The more people you have, the more time you need to spend keeping everybody up to speed. That also means introducing managers. People whose only role is to organize the work of other people.
“…the great thing about the culture at the time was the very small, very cohesive teams” — Ken Kocienda, Principal Engineer at Apple and part of the original iPhone team.
A small team of experienced specialists doesn’t need any of that. They can easily agree on a direction and self-manage their own execution.
Which brings me to the next point.
Talent density
Talent density refers to the concentration of high-performing, skilled, and motivated individuals within a team.
“A company with really dense talent is a company everyone wants to work for. High performers especially thrive in environments where the overall talent density is high”— Vugar Mehdiyev
As companies grow, they lower the bar for hiring in order to fill supporting roles. They bring in junior talent and poor fits.
Now there’s nothing wrong with hiring juniors and it’s absolutely necessary that we support them as they’ll be the senior talent of the future. But some people get hired on qualifications alone rather than motivation, drive or cultural fit. Poor fits dilute the performance of the team as their motivation and attitude aren’t aligned with everyone else’s. And for the purposes of technological innovation, you need skills and motivation. Skills alone won’t cut it.

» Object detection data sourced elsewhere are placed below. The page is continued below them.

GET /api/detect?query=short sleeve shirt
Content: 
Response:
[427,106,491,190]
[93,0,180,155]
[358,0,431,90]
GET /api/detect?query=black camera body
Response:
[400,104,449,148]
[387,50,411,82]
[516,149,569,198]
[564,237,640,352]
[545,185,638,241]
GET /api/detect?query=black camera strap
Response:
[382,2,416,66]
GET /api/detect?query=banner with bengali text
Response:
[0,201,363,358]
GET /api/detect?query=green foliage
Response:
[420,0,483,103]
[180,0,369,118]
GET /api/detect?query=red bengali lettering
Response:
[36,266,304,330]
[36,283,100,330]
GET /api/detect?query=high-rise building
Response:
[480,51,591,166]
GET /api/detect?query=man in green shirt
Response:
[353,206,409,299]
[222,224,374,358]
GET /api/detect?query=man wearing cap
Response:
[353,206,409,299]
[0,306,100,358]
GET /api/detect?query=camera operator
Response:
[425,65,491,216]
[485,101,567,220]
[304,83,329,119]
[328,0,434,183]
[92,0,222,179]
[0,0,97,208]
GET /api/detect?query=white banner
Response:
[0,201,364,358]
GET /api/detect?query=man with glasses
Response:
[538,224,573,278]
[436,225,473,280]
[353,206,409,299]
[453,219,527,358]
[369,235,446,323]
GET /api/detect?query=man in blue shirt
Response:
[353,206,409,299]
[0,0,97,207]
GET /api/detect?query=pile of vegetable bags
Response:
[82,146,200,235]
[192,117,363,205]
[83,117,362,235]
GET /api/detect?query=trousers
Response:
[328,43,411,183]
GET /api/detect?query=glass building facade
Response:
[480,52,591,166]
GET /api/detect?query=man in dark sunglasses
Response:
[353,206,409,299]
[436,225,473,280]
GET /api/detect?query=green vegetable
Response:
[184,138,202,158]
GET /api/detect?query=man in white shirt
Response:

This is especially evident when it comes to doing work outside one’s expertise. Many people are over-specialized on one thing and can’t —or won’t— contribute to tasks that fall slightly outside their domain. But great-fit, skillful and motivated team members embrace challenges with a growth mindset.
Information silos
The more people you have, the higher the chances they’ll work in isolated groups that don’t talk to each other often. That isolation increases the chances of two people unknowingly working on the same problem, or worse, on a problem that has already been solved.
I once worked at a company where people didn’t stay for very long and teams didn’t communicate with each other. It was common to find old design files with solutions to problems the company was currently facing. But the information silos made this stuff difficult to track.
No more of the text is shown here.